How DataGemma Fixes AI Illusion With Google's Data Commons
The large language models (LLMs) that drive the advances in AI today are becoming increasingly complex. These models have the ability to analyze vast amounts of text to generate summaries, new creative ideas, and even code drafts. However, one of the challenges with generative AI is the occurrence of "hallucination," where false information is confidently produced.
Google has introduced new research findings aimed at addressing this issue by grounding LLMs in real-world statistical data from Google's Data Commons. This approach helps reduce hallucinations and improve the reliability of these models. In line with these developments, Google is proud to present DataGemma, the first publicly available models that connect LLMs with extensive real-world data sourced from Data Commons.
The Role of Data Commons
Data Commons is a publicly accessible knowledge network with over 240 billion data points across hundreds of thousands of statistical variables. It aggregates data from reputable sources like the World Health Organization (WHO), the United Nations (UN), the Centers for Disease Control and Prevention (CDC), and Census Bureaus. This consolidated repository of data enables researchers, policymakers, and organizations to gain valuable insights.
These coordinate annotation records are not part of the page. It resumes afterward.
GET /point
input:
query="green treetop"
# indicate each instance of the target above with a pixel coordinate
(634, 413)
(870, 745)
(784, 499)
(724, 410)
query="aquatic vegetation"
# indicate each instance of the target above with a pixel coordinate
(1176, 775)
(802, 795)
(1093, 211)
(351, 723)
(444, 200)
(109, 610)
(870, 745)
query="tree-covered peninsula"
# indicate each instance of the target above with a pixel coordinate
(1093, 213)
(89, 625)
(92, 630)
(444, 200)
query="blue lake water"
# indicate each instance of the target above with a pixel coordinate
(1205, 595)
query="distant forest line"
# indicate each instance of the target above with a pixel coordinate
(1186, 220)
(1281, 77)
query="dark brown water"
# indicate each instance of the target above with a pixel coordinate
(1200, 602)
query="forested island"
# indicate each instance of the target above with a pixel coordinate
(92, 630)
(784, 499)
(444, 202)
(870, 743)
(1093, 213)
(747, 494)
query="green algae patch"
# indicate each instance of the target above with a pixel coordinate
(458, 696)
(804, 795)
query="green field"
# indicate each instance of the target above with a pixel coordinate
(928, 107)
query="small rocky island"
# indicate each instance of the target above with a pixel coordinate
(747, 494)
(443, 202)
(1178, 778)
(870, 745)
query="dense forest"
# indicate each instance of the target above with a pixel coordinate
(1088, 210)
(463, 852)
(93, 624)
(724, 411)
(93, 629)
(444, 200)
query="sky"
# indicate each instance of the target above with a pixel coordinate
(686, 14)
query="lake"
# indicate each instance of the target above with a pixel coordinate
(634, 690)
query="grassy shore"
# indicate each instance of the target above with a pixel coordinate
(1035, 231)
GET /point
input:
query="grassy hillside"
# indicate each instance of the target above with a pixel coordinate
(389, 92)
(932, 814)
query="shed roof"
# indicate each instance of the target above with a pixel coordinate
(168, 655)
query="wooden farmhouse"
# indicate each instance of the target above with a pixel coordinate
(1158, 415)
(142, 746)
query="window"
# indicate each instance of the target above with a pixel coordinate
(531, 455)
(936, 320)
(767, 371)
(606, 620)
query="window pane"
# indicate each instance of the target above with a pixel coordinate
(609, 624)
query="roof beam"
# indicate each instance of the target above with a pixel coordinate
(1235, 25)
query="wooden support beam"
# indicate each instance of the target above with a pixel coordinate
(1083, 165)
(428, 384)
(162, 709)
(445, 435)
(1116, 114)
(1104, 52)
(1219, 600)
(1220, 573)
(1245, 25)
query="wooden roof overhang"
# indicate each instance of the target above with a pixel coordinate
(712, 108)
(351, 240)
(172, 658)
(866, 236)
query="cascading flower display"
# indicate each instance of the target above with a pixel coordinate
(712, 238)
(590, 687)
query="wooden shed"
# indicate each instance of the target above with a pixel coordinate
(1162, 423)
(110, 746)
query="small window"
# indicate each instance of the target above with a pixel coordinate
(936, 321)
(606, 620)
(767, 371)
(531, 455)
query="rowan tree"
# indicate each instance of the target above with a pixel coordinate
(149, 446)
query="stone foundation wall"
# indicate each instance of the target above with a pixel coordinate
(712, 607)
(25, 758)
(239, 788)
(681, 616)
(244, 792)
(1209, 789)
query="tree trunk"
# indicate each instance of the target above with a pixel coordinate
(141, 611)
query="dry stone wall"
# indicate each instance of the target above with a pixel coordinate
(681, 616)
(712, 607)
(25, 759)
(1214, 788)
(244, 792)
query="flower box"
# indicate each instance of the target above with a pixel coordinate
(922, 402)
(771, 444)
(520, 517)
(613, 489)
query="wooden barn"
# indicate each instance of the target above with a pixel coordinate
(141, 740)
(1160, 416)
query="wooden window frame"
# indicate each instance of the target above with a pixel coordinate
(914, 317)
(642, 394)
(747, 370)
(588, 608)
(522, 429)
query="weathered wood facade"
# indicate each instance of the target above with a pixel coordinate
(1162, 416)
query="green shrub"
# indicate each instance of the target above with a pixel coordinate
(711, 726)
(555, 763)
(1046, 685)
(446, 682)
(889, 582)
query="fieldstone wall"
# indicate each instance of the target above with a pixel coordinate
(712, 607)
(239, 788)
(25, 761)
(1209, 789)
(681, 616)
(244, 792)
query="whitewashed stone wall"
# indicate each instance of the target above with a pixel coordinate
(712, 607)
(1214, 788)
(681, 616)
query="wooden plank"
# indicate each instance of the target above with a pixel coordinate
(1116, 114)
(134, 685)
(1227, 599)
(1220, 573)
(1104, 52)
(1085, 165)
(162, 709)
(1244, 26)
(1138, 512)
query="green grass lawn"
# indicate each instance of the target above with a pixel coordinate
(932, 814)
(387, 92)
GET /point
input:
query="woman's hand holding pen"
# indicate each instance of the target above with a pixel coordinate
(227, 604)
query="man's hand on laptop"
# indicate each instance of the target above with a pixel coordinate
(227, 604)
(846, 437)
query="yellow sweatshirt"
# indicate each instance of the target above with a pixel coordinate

Imagine Data Commons as a vast library of trustworthy data on various topics, from economics and health to demographics and the environment. This data can be accessed and analyzed using Google's artificial intelligence (AI)-powered natural language interface.
Enhancing AI Models with DataGemma
Google aims to enhance the use of generative AI by integrating Data Commons into Gemma, a series of advanced, lightweight open models. DataGemma leverages the same technology and research as the Gemini models, empowering researchers and developers to utilize these models effectively.
Future Prospects
Google is committed to further refining these approaches to enhance the capabilities of Gemma and Gemini models. The ongoing research aims to make LLMs more reliable and trustworthy, ultimately promoting informed decision-making and a deeper understanding of the world around us.
If you are a researcher or developer interested in exploring DataGemma, you can utilize the provided quickstart notebooks for the RIG and RAG techniques.